Big Data, Personalization and the No-Search of Tomorrow
The Future of Search is Personalization
We have always been thinking about personalization for search but rarely has it ever been implemented.
I think the primary reason for this is that it has always felt so ad-hoc: tweaking relevancy ranking parameters based on the user’s location, past history, job title, etc. How would we know if we were making things better or worse? Maybe we would be providing documents that were based on personalization factors, thinking we were doing the user a favor, but instead we just got in the way?
But a lot has changed since then.
First, Google has started to personalize their searches. And whatever Google does, the rest of the search world follows.

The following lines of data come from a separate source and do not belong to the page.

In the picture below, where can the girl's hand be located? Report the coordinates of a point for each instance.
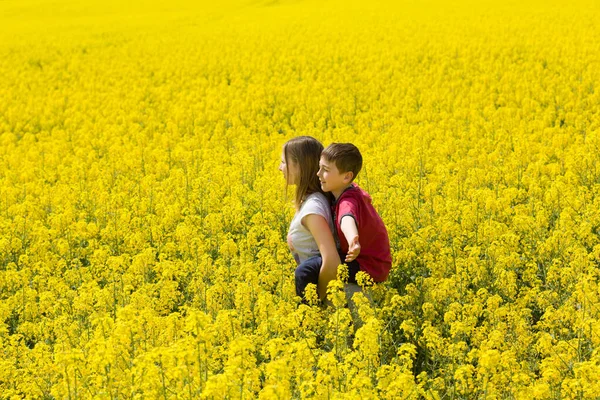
(353, 249)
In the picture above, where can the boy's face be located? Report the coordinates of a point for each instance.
(332, 180)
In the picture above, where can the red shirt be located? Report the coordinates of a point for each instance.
(374, 258)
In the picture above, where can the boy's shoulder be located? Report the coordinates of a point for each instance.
(357, 193)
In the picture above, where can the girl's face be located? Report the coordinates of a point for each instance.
(290, 170)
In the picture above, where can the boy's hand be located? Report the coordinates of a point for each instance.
(353, 249)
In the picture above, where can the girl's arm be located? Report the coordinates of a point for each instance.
(319, 228)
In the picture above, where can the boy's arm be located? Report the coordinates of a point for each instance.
(350, 231)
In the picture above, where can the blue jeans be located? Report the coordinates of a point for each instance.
(308, 272)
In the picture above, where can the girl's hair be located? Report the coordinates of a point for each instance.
(304, 151)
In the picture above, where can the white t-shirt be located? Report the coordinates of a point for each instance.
(301, 242)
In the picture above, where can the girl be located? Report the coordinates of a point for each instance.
(310, 236)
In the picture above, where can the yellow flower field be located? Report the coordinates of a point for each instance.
(143, 218)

Second, customers are now designing personalized results into their user interfaces. Personalization is becoming a requirement.
Third, we now have Big Data, which provides a statistically valid process for optimizing how results are personalized. We can now create the formulas and have confidence that they will improve the user’s experience and provide a positive ROI.
And finally, we are creating our own relevancy models and putting those models directly into the search engine (with custom search operators) so that the results being served from the engine are automatically sorted by probability of relevancy. While not available in all engines, these relevancy models have become increasingly more powerful and sophisticated. No longer are they simple ADD & MUL operators with TF/IDF, but now we have all sorts of functions and mathematics, including vector comparisons.
And so now we enter the age of personalized search, big data, and “matching engines”.
The Process to Personalization
Search Technologies has been using big data processing and machine learning to improve search results for a while now, but it is only recently that we have come to understand that these same techniques can be used for personalization. Further, we believe this elevates the process of personalization from an ad-hoc, trial-and-error process into a statistically valid, data driven process which can deliver consistent and measurable return on investment.
In our view, there are two steps towards implementing personalization.
Step 1: Use Historical Data to Generate Statistical Models
This step requires gathering historical data from all users and using this data within a big data framework to generate statistical models which predict the probability that a user will find an item (document, web page, product, destination, etc.) to be useful.
The process is cyclical with evaluation steps at every juncture:
“Signals” in the above process can include vectors, scalars, clusters, categories, etc. that represent (as much as possible) dimensions of personalization which correlate highly to probability of interest. Note that generating good signals usually represents 90+% of the total effort for the project.
Note also that the process is on-going, cyclical, and requires evaluation at every step. This is a data mining process which requires a deep understanding of the user population and the content offering of the system. Insights will lead to statistical models, which lead to more insights, which lead to better models in an on-going process of refinement and increased relevancy.
Step 2: Implement Personalization
Once valid, verified statistical models for personalization are available, they need to be used, in real time, to personalize the results for individual users. This is done as follows:
Ideally, all of these steps should occur as the user progresses through the system. Historical data is combined with data from the initial connection, and then every event (click, search, purchase, etc.) adds to the model and generates a new set of signals which are added to the search & match engine.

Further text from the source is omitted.